Shoulders slumping, I tracked back to the pianoforte. “I don’t want to disappoint her.”
“So, you’re willing to risk losing her to someone else? All because you think you’ll be a different man if you win a prize.”
“It’s an award my mother and Prahmn will recognize. You know the challenges Miss Wilcox and I will face. I’ll need my parents’ blessing. I have to make sure that any bride is protected—a Blackamoor wife, even more so. And children. How will they be received if my parents refuse to accept my wife, my children, and my profession?”
“Their opinions won’t matter to a house built on love.”
“It always matters. It matters if I can’t afford a home. Being poor doesn’t make the best plan.”
I began to play.
Torrance hummed. “This is lovely, but it’s taken. Haydn’s The Seasons is popular. So do not enter it in the Harlbert’s Prize. Perhaps you should share your composition with Miss Wilcox, let her be more than a muse. Let her be your partner. She’s three-dimensional with life and vigor. She can help.”
“No, Torrance. This is my work. It has to be mine, done on my own.”
The duke clapped. “Hear, hear! Dido has heard you. But she’s not offering applause. Fickle, I say.” Torrance chuckled and fingered one of the brass buttons along his waistcoat. “Painted flesh is limited but, like a true woman, she will not be moved by promises.”
“You know that’s not what I mean or what I’m doing.”

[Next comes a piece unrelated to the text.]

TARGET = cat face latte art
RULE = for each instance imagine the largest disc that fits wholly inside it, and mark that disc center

“I find making those separations problematic. And the future should be planned by two.”
Humming, the duke turned and headed toward the entrance. “To be young and so impassioned about the future, thinking there will always be another chance for magic—that’s folly.”
His tone was cryptic. The duke wasn’t a subtle fellow.
When he greeted Georgina in the hall with the physician, Mr. Carew, a man with a thriving practice and a similar background to hers, and who’d known the Wilcox family a long time, I think I understood.
My stomach knotted.
My keystrokes became harder, firing with passion and jealousy. I looked at Dido, joyful Dido who’d been painted the moment before she ran. With the options Georgina Wilcox had before her, I was the most unlikely direction for her to turn.